Do włamania doszło w nocy z 2 na 3 czerwca br. „Truskawkowy autobus”, jak mieszkańcy nazywają mobilny sklep odwiedzający ich miejscowość, stał zaparkowany przy skrzyżowaniu ulic Wieluńskiej i Dworcowej. Rankiem właściciel pojazdu stwierdził, że ktoś wybił szybę w drzwiach pojazdu, a ze środka ukradł kasę fiskalną, 1000 złotych, wagi elektroniczne, czytnik kart płatniczych, kalkulatory, a także warzywa i owoce.

Wartość poniesionych strat zgłaszający oszacował łącznie na ponad 4 000 złotych. Sprawą zajęli się rusieccy dzielnicowi. Mając dobre rozeznanie w swoim rejonie, szybko wytypowali sprawcę. Podejrzewali o kradzież pewnego bezdomnego mężczyznę, który ma już na koncie wiele sklepowych kradzieży. Mężczyzna ten pomieszkiwał ostatnio w pustostanie znajdującym się niedaleko miejsca zdarzenia. Kiedy mundurowi pojechali sprawdzić swoje przypuszczenia, okazało się, że ich typowanie jest „strzałem w dziesiątkę”. W pustostanie znaleźli skradzione warzywa i owoce.

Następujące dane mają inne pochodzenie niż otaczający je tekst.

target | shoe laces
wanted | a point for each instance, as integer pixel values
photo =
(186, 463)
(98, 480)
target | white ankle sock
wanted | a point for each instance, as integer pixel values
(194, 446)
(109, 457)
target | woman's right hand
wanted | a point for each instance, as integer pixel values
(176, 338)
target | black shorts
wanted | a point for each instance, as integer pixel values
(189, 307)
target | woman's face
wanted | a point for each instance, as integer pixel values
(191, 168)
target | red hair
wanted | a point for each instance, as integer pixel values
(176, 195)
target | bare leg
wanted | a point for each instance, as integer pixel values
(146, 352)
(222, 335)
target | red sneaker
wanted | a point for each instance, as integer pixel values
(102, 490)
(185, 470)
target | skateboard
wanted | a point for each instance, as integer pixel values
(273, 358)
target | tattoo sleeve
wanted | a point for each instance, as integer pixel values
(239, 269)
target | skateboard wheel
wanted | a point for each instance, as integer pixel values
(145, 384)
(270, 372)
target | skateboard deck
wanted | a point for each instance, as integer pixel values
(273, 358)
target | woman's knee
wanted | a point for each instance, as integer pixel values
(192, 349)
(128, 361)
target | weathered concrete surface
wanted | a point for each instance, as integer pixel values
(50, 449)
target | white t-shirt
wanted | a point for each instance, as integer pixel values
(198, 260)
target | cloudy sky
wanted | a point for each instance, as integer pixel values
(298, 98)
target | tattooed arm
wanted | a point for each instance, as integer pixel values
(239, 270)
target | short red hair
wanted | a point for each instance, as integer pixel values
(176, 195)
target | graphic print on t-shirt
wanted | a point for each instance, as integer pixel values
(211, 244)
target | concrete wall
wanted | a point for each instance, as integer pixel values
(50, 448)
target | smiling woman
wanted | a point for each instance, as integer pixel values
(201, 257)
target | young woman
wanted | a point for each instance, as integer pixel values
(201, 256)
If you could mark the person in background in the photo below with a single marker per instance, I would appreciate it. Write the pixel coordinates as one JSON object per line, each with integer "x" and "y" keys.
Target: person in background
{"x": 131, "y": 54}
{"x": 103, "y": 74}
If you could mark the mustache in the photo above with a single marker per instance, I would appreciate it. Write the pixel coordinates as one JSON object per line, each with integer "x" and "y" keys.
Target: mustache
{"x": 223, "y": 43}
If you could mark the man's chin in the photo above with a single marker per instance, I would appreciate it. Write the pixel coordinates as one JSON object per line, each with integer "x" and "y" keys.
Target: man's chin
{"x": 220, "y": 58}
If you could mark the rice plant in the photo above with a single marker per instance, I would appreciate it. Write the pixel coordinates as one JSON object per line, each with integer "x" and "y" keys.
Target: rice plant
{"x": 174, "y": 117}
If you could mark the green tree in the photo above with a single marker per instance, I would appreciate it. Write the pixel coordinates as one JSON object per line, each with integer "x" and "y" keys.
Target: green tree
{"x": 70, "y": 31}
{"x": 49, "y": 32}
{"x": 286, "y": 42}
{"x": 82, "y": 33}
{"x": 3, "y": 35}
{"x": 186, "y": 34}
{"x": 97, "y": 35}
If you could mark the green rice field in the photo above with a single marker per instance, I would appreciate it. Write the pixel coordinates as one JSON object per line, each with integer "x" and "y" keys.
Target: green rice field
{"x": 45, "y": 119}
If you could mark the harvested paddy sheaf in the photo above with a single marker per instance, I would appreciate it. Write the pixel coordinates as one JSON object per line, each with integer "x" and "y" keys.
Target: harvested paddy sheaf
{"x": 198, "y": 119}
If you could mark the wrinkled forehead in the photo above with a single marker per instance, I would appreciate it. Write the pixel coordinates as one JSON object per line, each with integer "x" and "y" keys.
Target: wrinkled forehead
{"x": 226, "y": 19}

56-latka namierzyli w innym pustostanie na terenie sąsiedniej miejscowości. Złodziej został zatrzymany. Sam wskazał policjantom miejsce ukrycia pozostałych fantów. Funkcjonariusze odzyskali wszystkie skradzione rzeczy.

Złodziej trafił do policyjnego aresztu. Po wytrzeźwieniu usłyszał zarzuty kradzieży z włamaniem, za co grozi kara do 10 lat pozbawienia wolności.